Masa 1000 tahun ini dipersamakan
dengan satu hari (QS.32:6),
firman-Nya:
یُدَبِّرُ
الۡاَمۡرَ مِنَ السَّمَآءِ اِلَی
الۡاَرۡضِ ثُمَّ یَعۡرُجُ اِلَیۡہِ فِیۡ یَوۡمٍ کَانَ مِقۡدَارُہٗۤ اَلۡفَ
سَنَۃٍ مِّمَّا تَعُدُّوۡنَ ﴿﴾ ذٰلِکَ عٰلِمُ الۡغَیۡبِ وَ
الشَّہَادَۃِ الۡعَزِیۡزُ الرَّحِیۡمُ ۙ﴿﴾
Dia
mengatur perintah dari langit sampai bumi, kemudian perintah itu
akan naik kepada-Nya dalam satu hari, yang hitungan lamanya seribu tahun dari apa yang kamu hitung.

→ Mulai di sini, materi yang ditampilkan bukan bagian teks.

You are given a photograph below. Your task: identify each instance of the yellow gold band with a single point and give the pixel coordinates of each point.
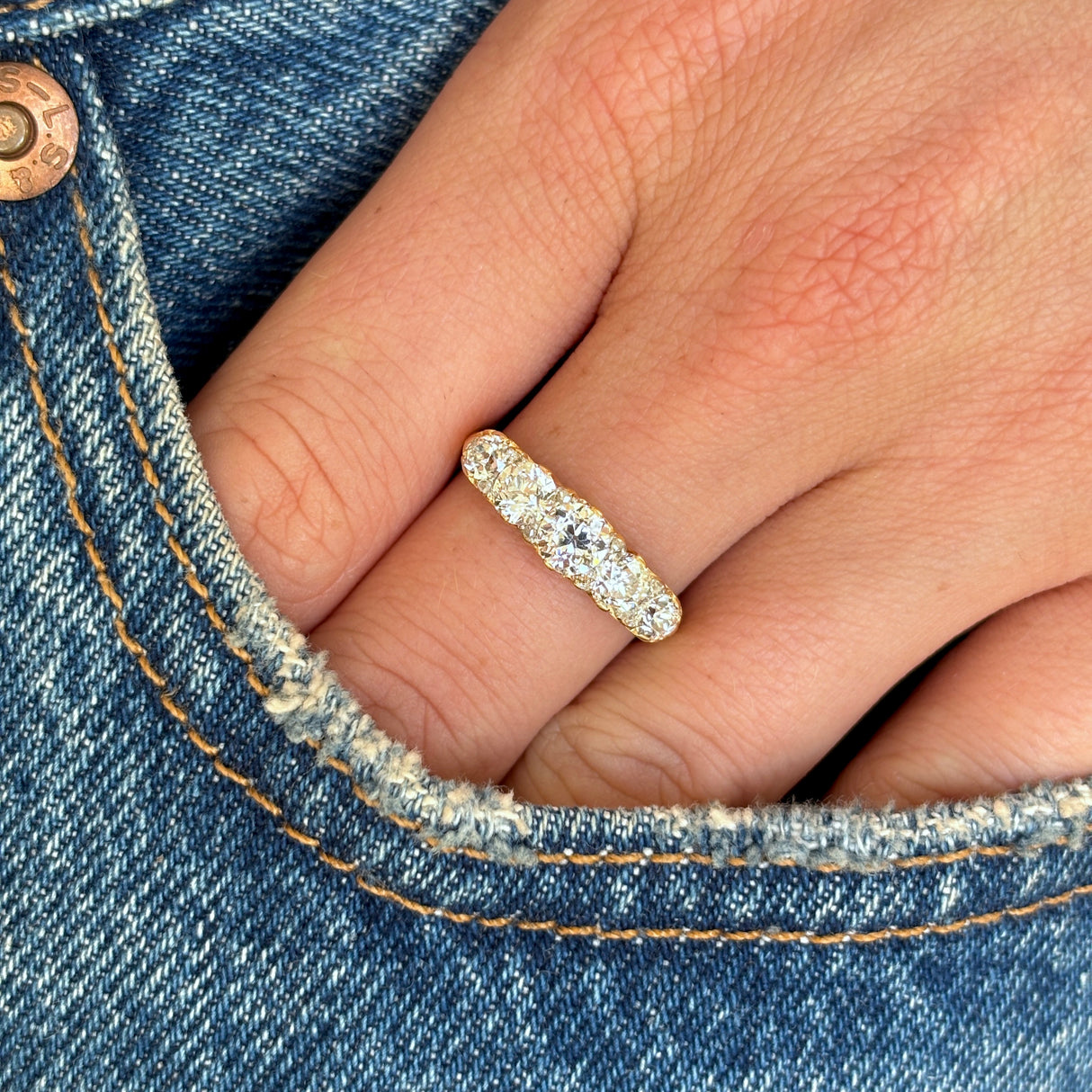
(570, 535)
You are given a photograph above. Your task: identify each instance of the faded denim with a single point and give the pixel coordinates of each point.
(215, 873)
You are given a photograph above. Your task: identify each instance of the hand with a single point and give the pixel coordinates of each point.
(828, 271)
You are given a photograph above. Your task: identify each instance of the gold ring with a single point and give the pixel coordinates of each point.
(570, 535)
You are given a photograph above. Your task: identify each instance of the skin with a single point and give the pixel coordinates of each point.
(825, 270)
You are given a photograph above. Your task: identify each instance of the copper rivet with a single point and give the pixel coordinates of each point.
(39, 131)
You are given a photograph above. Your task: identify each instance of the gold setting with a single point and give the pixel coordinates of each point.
(570, 535)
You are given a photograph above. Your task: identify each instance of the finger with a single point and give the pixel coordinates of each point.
(462, 642)
(787, 640)
(1009, 705)
(470, 266)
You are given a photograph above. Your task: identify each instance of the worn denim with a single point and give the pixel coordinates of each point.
(215, 873)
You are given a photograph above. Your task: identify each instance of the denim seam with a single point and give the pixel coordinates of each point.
(151, 476)
(566, 857)
(31, 5)
(210, 751)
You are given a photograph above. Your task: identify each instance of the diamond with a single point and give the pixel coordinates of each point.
(617, 581)
(658, 612)
(486, 455)
(522, 495)
(572, 537)
(576, 539)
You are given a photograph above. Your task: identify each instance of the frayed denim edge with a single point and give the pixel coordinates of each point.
(309, 703)
(36, 20)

Demikian itulah Tuhan
Yang mengetahui yang gaib dan yang nyata, Maha Perkasa,
Maha Penyayang, (As-Sajdah
[32]:6-7).
Dalam masa kemunduran umat Islam tersebut satu kaum
yang bermata biru -- yakni Ya’juj (Gog) dan Ma’juj (Magog) yang beragama Kristen
-- akan bangkit dan menyebar luas ke
seluruh dunia (QS.20:103-104).
Orang-orang bermata biru itulah yang
karena sombong dan takaburnya -- yang
diakibatkan oleh karena memperoleh kemuliaan
duniawi dan kekuasaan politik
(QS.7:170; QS.18:1-9) -- mtelah digambarkan memberi tantangan kepada Nabi Besar Muhammad saw. untuk mempercepat azab Ilahi yang dikatakan oleh beliau saw. akan menimpa mereka pada waktu yang ditentukan dan
dijanjikan itu. Perang Dunia I dan Perang
Dunia II adalah merupakan sebagian penggenapan azab Ilahi tersebut dan meletusnya Perang Dunia III atau Perang
Nuklir hanya tinggal menunggu waktu saja, yang akan terjadi secara tiba-tiba.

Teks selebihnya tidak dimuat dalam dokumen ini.